Among the curious things to be observed here was the singular colour of some of the leaves in the jungle. Some Ferns and Lycopodiums and some other plants growing near the ground were of a shining metallic blue colour, as if tinged by some gaseous exhalation. The same plant in other places I have observed of an ordinary green, so that it is due to something in the soil or atmosphere of the locality. We were not fortunate enough to see any large animals. Wild cattle abound here, but we saw only their footsteps; our men however declared one day they had seen a rhinoceros. We heard the fine Argus pheasants [] [p. 209] every evening, but they were so wild that it was impossible to get a sight of them. Our rice being finished, and our boxes crammed full of specimens, we returned, our men taking us by what they termed a better road, winding about through Malay villages, and making our second day’s walk upwards of thirty miles. I only stayed at Ayer Panas a sufficient time to pack up all my collections, and then returned to Malacca on my way to Singapore. We were congratulated by all our friends on having lived a week at the foot of Mount Ophir without getting fever.-- A.R.W.
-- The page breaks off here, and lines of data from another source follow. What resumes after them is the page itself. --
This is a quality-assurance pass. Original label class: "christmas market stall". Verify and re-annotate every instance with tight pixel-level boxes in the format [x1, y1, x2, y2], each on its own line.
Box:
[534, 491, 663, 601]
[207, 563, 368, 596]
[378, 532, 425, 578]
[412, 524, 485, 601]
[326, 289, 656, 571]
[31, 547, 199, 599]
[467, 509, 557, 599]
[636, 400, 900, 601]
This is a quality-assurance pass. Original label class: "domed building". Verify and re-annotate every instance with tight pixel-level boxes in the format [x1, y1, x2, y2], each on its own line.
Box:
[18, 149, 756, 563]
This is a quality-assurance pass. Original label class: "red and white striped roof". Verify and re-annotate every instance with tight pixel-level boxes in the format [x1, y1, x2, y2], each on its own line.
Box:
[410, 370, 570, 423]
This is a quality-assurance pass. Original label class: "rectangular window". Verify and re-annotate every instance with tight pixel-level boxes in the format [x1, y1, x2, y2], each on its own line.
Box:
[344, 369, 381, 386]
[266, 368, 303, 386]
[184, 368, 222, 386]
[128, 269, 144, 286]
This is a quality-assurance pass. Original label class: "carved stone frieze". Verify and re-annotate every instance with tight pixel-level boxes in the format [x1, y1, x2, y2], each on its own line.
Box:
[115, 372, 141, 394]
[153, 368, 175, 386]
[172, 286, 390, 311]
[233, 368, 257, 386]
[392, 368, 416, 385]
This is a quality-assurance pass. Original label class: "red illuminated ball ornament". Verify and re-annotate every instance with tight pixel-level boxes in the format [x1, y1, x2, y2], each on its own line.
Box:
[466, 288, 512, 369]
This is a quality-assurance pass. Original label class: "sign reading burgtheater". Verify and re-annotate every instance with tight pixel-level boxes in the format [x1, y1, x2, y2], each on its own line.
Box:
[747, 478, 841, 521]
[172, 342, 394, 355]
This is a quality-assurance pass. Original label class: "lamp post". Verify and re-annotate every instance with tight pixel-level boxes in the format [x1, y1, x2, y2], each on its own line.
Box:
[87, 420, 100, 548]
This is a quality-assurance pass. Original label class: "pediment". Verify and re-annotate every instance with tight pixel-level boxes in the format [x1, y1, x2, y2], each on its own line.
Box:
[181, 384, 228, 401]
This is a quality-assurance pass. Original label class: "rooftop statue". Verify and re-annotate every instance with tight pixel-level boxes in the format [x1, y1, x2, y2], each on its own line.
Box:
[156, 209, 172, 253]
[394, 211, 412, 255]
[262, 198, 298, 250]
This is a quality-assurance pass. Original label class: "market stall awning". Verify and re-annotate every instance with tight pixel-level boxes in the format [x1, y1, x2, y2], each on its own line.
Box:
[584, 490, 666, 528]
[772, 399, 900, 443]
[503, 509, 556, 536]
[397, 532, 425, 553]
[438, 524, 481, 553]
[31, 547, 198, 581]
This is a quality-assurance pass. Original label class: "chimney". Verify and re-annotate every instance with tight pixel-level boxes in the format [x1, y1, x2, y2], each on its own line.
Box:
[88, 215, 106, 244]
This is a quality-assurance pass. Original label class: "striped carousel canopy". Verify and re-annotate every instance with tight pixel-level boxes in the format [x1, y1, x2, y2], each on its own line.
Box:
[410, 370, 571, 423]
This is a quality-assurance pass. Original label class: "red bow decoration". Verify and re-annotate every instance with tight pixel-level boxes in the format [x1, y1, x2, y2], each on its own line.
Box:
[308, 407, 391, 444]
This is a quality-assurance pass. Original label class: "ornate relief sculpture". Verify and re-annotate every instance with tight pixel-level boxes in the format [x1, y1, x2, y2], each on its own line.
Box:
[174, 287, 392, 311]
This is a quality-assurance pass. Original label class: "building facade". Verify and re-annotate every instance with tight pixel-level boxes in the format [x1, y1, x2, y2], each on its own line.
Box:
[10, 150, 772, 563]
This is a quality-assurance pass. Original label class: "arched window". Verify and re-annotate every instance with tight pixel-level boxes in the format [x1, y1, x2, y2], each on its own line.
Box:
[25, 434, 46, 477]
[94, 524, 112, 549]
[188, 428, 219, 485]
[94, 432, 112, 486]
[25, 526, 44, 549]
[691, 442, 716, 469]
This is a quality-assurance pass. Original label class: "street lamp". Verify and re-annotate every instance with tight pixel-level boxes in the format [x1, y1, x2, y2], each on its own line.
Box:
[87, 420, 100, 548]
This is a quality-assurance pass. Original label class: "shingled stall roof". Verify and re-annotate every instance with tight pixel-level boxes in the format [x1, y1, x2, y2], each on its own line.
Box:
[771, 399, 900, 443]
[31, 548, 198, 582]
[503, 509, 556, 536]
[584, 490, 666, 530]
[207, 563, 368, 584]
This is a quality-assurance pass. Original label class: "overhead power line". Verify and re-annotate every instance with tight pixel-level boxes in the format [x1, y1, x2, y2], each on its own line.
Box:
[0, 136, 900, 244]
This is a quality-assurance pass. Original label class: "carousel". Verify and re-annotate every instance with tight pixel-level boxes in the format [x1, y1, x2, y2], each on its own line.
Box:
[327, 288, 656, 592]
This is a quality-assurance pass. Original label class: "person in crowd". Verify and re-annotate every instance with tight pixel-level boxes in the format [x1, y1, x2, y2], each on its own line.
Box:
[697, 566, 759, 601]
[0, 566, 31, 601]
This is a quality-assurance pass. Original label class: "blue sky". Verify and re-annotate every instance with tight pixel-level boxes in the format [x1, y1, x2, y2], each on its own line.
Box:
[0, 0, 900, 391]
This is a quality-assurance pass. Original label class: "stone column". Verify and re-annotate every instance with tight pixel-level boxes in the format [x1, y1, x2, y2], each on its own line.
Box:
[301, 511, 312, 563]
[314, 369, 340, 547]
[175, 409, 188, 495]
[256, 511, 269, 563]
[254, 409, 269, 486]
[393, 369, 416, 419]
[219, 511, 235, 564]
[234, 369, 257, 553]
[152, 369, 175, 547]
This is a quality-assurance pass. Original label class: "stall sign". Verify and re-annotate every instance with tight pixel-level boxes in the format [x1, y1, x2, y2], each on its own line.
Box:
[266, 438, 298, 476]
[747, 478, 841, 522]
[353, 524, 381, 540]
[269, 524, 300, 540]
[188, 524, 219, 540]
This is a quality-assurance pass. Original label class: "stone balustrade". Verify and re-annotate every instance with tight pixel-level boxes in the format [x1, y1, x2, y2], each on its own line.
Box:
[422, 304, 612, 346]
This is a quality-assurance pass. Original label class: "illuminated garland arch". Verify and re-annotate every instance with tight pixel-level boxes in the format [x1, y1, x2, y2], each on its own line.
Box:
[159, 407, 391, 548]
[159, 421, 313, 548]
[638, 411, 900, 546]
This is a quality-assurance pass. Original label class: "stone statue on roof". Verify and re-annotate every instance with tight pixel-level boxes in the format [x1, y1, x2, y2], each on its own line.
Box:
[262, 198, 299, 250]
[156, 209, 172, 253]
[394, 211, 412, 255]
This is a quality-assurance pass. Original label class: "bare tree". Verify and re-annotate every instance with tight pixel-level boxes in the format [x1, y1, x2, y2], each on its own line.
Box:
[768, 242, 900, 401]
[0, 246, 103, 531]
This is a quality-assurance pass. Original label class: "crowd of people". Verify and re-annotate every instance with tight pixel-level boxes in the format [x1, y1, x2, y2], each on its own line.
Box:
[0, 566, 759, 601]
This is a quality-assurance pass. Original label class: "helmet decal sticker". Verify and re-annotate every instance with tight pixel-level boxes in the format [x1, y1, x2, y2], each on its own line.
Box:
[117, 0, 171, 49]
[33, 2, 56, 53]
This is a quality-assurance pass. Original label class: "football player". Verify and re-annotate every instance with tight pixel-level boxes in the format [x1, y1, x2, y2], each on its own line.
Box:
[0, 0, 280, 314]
1. Editor Charles H. Smith’s Note: A long extract from a late 1854 letter, possibly to Sir William Jackson Hooker, Director of Kew Gardens (and Joseph Dalton Hooker’s father), and printed in his Journal of Botany in 1855. In this letter Wallace describes an expedition he took to Mt. Ophir, near the southern end of the Malay Peninsula. The seaport of Malacca is on its west coast, about 125 miles north of Singapore.